GH-16583: Access GLM Variance-Covariance Matrix with `vcov` by manh4wk · Pull Request #16586 · h2oai/h2o-3

manh4wk · 2025-03-06T04:38:16Z

Made the variance-covariance matrix for GLMs part of the model_output results so they're accessible by Python and R. The matrix is rearranged in h2o-algos/src/main/java/hex/schemas/GLMModelV3.java so that the Intercept is both the first row and the first column, similar to how it's done for the GLM coefficient results in the same area of the code.

This matrix is now accessible with the glm_model_object.vcov() function in Python and with h2o.vcov(glm_model_object) in R.

This change fixes #16583

manh4wk · 2025-03-18T00:23:14Z

@tomasfryda Do you know if there's anything else I can do right now to see if this passes all the tests, etc.? I saw you mentioned in another thread the team is pretty busy at the moment.
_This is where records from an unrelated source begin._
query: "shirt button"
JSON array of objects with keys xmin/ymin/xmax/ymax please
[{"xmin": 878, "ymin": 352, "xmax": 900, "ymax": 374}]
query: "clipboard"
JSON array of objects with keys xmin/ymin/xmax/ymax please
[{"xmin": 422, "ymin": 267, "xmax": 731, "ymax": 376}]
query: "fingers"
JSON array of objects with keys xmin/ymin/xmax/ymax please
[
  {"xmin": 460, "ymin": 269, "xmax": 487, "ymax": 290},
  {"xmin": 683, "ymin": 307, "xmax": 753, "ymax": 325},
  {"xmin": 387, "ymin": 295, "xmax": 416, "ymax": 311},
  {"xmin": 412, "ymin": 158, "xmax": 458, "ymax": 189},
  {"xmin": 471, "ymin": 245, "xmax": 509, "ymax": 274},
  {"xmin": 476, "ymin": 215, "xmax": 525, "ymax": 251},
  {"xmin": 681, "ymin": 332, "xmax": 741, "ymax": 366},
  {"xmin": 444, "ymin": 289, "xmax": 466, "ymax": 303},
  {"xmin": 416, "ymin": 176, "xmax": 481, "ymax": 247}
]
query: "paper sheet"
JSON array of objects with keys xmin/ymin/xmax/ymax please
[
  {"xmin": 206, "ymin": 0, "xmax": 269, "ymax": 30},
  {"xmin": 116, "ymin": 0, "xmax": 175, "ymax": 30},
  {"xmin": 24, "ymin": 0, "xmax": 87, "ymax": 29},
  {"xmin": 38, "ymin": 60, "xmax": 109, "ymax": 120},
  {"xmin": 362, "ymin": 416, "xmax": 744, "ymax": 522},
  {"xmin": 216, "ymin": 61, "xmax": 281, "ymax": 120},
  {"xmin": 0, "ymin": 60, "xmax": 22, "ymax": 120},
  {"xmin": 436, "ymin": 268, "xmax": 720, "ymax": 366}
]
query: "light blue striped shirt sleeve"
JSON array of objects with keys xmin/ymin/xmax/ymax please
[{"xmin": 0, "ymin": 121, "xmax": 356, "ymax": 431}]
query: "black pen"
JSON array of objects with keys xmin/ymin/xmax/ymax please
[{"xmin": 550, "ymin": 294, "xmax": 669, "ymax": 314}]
tomasfryda · 2025-03-18T10:03:30Z

@manh4wk I don't think so but I'm no longer active in h2o-3 development so it'd be better to ask @valenad1 or @maurever . Personally, I would like to thank you for taking time and contributing to open-source but I have no idea when or if it will get merged.
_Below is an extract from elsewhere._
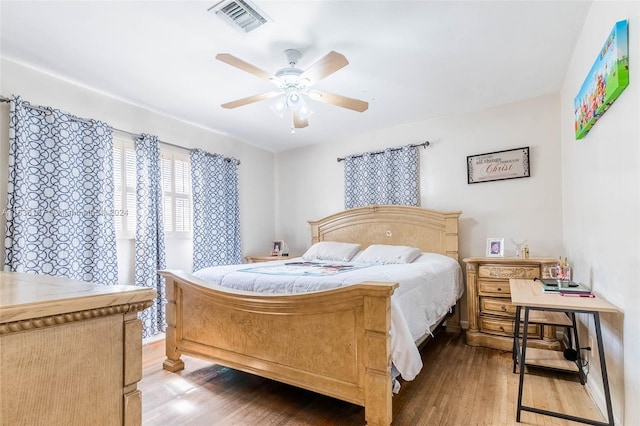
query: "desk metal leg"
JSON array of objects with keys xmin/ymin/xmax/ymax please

manh4wk · 2025-12-29T22:16:17Z

Hi @maurever or @valenad1, Can one of you take a look at this? Having the GLM's variance-covariance matrix available will let us do things like run a Wald test on two different levels of a categorical variable to see if they should be treated as statistically different, or if they should be combined into a single category.

tomasfryda

I think it's a good idea to expose variance-covariance matrix but that probably depends on @valenad1's decision.
If he agrees, I would suggest fixing R tests and making sure column names and row names are the same - currently column names are always lowercased (IIRC this can be caused by the TwoDimTableV3 so I would consider choosing different data structure (e.g. H2OFrame).), row names aren't.
For example the Intercept vs intercept:

Note that I didn't do complete review, I just looked at the R part of the PR.
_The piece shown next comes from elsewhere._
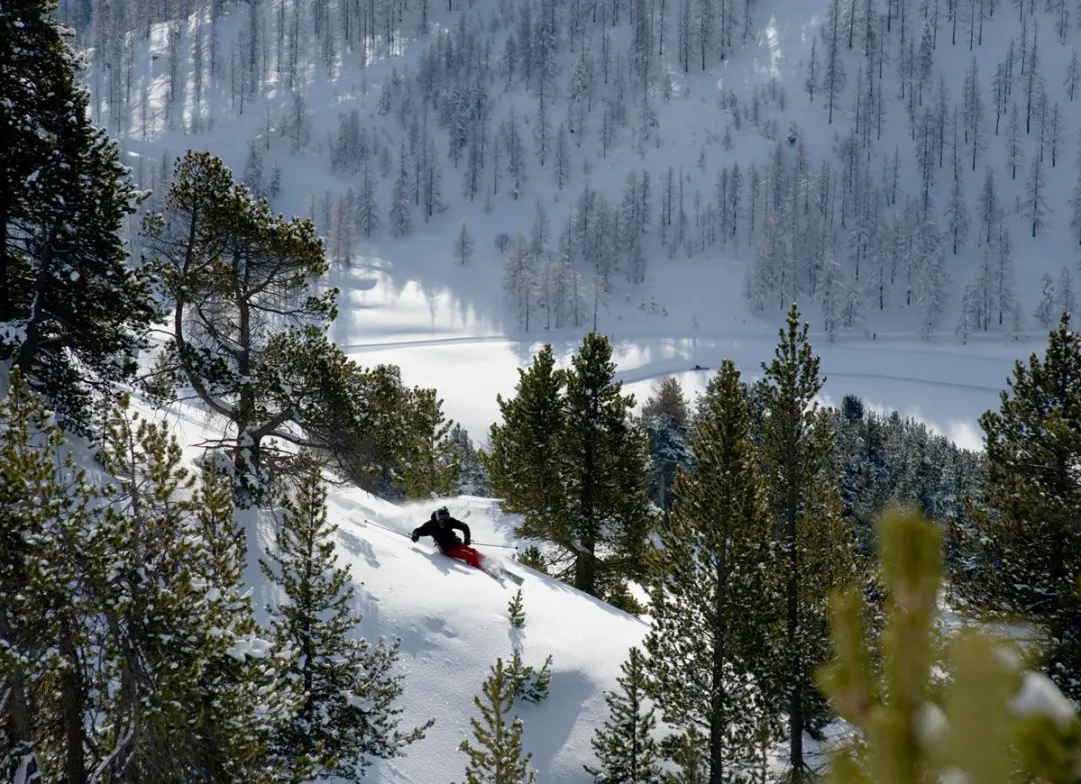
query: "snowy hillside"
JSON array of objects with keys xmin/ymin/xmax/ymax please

tomasfryda · 2026-01-02T12:37:17Z

h2o-r/tests/testdir_algos/glm/runit_GH_16583_vcov.R

+	manualYear <- mFV@model$coefficients_table$year
+
+  # compare values from model and obtained manually
+  for (ind in c(1:length(manuelPValues)))


manuelPValues doesn't seem to be defined anywhere. Also, I would recommend to use seq_along(x) instead of 1:length(x) (when the x is empty, the latter will produce c(1, 0)).

Thanks, I updated the R test, that one wasn't working. I also switched to using seq_along as you recommended.

I do think the test would run faster if the data was pulled into a data frame or something and then run, if that's allowed. Right now it goes cell by cell through the matrix, which took a little bit of time when I was running it.

if that's allowed

It's allowed but I don't think it's necessary.

tomasfryda · 2026-01-02T12:38:02Z

h2o-r/tests/testdir_algos/glm/runit_GH_16583_vcov.R

+doTest("GLM: make sure error is generated when a gbm model calls glm functions", testGBMvcov)
+doTest("GLM: make sure error is generated when compute_p_values=FALSE", testGLMvcovcomputePValueFALSE)
+doTest("GLM: test variance-covariance values", testGLMPValZValStdError)


I would prefer something like:

doSuite("GLM: VCOV support", makeSuite(testGBMvcov, testGLMvcovcomputePValueFALSE, testGLMPValZValStdError))

Thanks, I changed it to doSuite.

tomasfryda · 2026-01-02T12:41:23Z

h2o-r/tests/testdir_algos/glm/runit_GH_16583_vcov.R

There is no test that would test if the implementation is working. It just tests if it throws an error if used when unsupported.

The last R test was supposed to, but it looks like I must have pushed the wrong thing. It should now check if the covariance matrix returned by the function matches the one returned by going and grabbing the h2o frame by it's reference name.

I thought a little bit about adding in a test that the actual values themselves were calculated correctly, but since the vcov matrix was already in the code, and the p-values all rely on it already, I assume that's already tested somewhere. I'm just making it accessible. I did do testing to make sure they matched what I got with the statsmodels in python though. It looks like they're calculated based on the Observed Information Matrix instead of the Expected Information Matrix, so it was a little tricky.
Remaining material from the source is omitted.